According to the study, several factors can predict food insecurity status: being a junior or a sophomore, having an ethnic minority background, receiving financial aid, and having reported poor health indicated a higher risk of food insecurity.

“This study is part of a growing body of evidence that suggests that a large percentage of college students, including students from four-year public institutions, are at risk of food insecurity,” says coauthor Elizabeth Anderson Steeves, professor in UT’s Department of Nutrition. “Studies like ours are important to understand food insecurity and its negative effects on students, so that universities can implement policies and programs to help alleviate this problem and help students succeed.”

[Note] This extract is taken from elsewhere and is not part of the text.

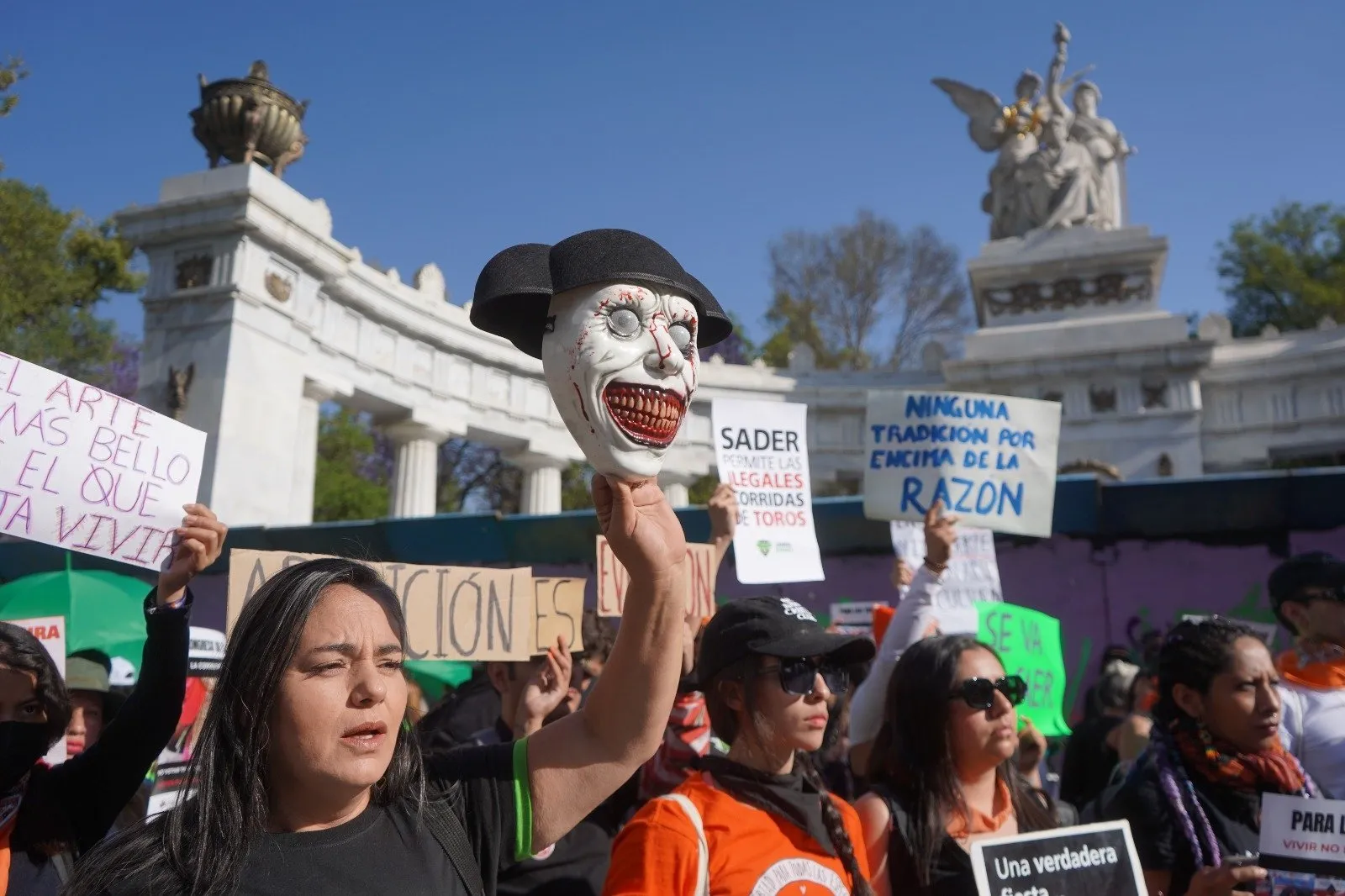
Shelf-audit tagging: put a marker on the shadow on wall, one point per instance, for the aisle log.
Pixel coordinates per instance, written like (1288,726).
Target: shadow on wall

Technology could help institutions address food insecurity on campus.

Food pantries have popped up as a way to help students have steady access to food, and therefore improve their chances for academic success.

But there is all too often a stigma students feel upon walking into a campus-operated food pantry. This leads students to avoid seeking help, and at-risk students continue to remain at risk.

“Students at high risk include first-generation students, international students, DACA students and athletes,” says Della Hudson, associate dean of student affairs.

At Adelphi University in Garden City, NY, the campus food pantry, called the “Panther Pantry,” uses technology to make the process completely free of any shame or stigma for students–or even faculty and staff–with food insecurity.

Orders can be made online and delivered anonymously, and all products in the pantry are new and brand name. Donations are monetary and don’t consist of a plethora of dented cans of random items, university representatives say.

“It’s not your typical food pantry,” says Dr. Christine M. Riordan, the university’s president. “Sometimes people don’t want to come in and say that they don’t have enough to eat, and we don’t want members of our community feeling any sort of stigma. So our team put together a virtual food pantry, where individuals can go online, put in an order and have food delivered.”

When the Panther Pantry opened this past fall, it had more than 100 orders in its first three weeks–numbers peer schools see in an entire academic year. Most users are undergraduate students and most orders are placed online.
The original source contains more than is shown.